Tenho gratas memórias dos tempos de antena e cartazes do PSR. Durante o cavaquismo, foram fogachos de criatividade que tornavam menos bafiento o ambiente político, simulavam uma modernidade que a minha displicente adolescência estava longe de topar apenas manhosa. Hoje, o Bloco tem eficazes cartazes, eficaz demagogia e eficaz populismo. Há também uma avidez eleitoral que intoxicou de cinismo Louçã e quem espera que ele seja um segundo Cunhal — levando ao extremo, e desnaturando-as, as características da comunicação herdada de um período romântico, quando se corria por gosto e aventura. E deu nisto, o filme supra, um espectacular manifesto da tonteira e vacuidade do Bloco.
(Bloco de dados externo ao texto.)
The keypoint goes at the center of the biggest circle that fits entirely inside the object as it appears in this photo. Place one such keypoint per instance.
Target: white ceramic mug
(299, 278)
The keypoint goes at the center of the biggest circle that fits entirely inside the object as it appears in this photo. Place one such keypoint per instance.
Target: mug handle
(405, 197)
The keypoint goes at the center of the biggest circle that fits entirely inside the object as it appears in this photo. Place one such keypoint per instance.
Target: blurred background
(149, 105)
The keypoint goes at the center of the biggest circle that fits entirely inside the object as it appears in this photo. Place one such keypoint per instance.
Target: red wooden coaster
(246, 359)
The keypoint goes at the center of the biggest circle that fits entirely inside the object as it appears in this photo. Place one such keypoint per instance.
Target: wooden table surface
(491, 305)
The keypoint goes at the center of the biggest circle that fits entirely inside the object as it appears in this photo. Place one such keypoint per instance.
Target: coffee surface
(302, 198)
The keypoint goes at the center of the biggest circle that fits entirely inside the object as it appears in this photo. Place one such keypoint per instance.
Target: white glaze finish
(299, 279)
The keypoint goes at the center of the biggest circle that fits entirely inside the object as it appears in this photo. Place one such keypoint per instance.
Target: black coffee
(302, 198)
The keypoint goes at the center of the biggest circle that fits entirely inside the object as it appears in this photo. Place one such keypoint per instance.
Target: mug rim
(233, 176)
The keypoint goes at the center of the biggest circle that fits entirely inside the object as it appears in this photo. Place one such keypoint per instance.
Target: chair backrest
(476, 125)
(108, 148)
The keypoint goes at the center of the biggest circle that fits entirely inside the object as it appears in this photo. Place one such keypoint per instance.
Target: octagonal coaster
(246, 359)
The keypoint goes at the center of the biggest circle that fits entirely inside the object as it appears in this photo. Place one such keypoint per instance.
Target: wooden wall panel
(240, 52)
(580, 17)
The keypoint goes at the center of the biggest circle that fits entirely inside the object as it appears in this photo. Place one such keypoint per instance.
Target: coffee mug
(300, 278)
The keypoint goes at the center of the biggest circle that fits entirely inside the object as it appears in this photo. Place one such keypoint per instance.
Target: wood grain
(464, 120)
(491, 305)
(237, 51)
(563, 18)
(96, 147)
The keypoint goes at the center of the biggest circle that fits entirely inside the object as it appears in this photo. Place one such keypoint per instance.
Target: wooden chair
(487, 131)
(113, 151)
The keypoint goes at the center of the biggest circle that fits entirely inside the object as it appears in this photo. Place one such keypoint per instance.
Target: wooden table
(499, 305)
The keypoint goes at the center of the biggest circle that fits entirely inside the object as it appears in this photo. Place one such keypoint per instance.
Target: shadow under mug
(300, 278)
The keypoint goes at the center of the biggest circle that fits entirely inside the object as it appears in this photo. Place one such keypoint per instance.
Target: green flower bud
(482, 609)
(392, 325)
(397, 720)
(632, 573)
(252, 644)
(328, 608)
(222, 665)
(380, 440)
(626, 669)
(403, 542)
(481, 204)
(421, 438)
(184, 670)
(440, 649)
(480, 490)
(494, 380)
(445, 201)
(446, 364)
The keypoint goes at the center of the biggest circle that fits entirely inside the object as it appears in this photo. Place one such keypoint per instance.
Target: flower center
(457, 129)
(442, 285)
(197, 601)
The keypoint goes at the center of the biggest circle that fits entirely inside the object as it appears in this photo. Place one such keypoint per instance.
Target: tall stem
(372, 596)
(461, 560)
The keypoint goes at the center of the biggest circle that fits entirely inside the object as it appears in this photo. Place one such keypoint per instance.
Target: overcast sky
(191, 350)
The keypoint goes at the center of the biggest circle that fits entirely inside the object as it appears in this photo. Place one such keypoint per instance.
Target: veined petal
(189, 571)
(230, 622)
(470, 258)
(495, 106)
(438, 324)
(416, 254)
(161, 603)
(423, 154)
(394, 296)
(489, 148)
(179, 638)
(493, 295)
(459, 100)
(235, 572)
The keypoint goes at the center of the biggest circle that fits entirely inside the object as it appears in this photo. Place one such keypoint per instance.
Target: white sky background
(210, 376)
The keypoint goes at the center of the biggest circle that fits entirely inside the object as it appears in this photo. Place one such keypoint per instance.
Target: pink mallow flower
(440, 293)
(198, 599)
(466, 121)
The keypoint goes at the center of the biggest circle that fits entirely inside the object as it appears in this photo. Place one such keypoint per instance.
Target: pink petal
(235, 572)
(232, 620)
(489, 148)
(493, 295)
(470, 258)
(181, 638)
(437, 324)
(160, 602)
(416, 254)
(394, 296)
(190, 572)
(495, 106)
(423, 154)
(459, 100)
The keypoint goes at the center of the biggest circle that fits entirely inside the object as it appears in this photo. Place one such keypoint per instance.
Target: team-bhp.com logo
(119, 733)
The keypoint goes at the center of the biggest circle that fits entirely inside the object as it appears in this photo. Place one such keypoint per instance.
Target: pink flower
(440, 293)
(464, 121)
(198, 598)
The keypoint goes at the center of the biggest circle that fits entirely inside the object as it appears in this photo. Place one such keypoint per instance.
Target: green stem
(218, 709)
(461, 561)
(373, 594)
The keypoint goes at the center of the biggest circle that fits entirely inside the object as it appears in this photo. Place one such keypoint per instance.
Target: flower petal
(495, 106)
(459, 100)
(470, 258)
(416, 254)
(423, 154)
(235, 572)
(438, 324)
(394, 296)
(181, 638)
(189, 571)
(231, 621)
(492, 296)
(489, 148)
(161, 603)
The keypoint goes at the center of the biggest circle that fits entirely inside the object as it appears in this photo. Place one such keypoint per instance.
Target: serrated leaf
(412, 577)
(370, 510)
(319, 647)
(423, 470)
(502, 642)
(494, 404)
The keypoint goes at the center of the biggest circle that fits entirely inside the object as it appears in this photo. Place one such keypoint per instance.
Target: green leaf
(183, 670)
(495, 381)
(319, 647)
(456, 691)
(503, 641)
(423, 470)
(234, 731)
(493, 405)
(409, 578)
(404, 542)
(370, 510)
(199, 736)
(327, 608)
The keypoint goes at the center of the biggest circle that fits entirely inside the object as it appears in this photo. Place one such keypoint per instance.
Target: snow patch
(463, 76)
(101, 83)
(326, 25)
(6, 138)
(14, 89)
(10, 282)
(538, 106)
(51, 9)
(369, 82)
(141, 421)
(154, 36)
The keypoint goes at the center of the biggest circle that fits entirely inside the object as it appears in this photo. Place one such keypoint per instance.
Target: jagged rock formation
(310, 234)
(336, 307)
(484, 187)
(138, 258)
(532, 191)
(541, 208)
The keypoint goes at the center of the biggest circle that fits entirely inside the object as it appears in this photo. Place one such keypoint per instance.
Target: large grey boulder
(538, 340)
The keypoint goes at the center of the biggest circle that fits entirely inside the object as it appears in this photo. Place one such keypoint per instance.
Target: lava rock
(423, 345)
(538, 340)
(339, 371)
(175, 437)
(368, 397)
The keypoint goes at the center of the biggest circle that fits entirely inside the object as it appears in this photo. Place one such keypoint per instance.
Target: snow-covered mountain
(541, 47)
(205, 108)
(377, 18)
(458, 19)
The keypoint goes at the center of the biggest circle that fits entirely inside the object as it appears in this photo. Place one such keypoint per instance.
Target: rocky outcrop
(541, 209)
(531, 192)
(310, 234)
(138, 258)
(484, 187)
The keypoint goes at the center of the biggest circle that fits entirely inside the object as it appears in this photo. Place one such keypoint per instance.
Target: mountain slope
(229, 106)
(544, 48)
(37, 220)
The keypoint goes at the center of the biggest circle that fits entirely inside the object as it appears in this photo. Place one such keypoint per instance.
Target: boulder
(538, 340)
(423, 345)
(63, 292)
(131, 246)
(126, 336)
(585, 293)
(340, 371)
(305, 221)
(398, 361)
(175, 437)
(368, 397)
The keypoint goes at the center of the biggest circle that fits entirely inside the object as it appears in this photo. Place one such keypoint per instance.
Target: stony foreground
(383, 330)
Faz parte de uma trilogia, e é o único que se aguenta ver duas vezes, embora seja uma xaropada monumental. Mas as peças têm variados pontos de interesse, como os elevados valores de produção, a submissão às fórmulas convencionais da memória cinéfila e o facto de serem narrativas absolutamente irrelevantes para o cidadão. Quem encomendou, quem criou e quem aprovou, conseguiram o feito notável de esvaziarem de sentido as temáticas que, aparentemente, se propõem tratar.

Dirão os bloquistas: não passam de uns filmes, a nossa comunicação tem muitos outros elementos, momentos, canais, veículos, conteúdos, mensagens. E responderemos: então, porque os fizeram? Porque, tal como Miguel Portas disse há dias, se o PSD e o PS são como a Coca-Cola e a Pepsi, o BE precisa de lembrar ao seu eleitorado que, sendo uma aguinha sem gás, tem sabor a fruta madura.

11 thoughts on “O marketing da revolução”

  1. Apetece-me utilizar a mesma frase com que o Daniel Oliveira termina a sua crónica de hoje no Expresso em que aborda os casos mediáticos que envolvem crianças. Concordo com ele. Só que este “filme”… está mesmo a pedir:
    “Mas podíamos deixar as crianças fora do nosso circo.”

  2. O meu televisor está equipado com um poderoso sistema SL (Skip Louçã). Assim que aparece o rosto, o nome ou a voz do conhecido seminarista, a emissão passa logo para o People & Arts ou o MyZen. Pode regular-se o SL de modo a skipar também o Daniel Oliveira, o Rangel, a Guedes, o Crespo e os manos Portas.

    É um descanso. O meu televisor agora está limpo e cheira bem, já não é preciso desinfectá-lo uma vez por mês.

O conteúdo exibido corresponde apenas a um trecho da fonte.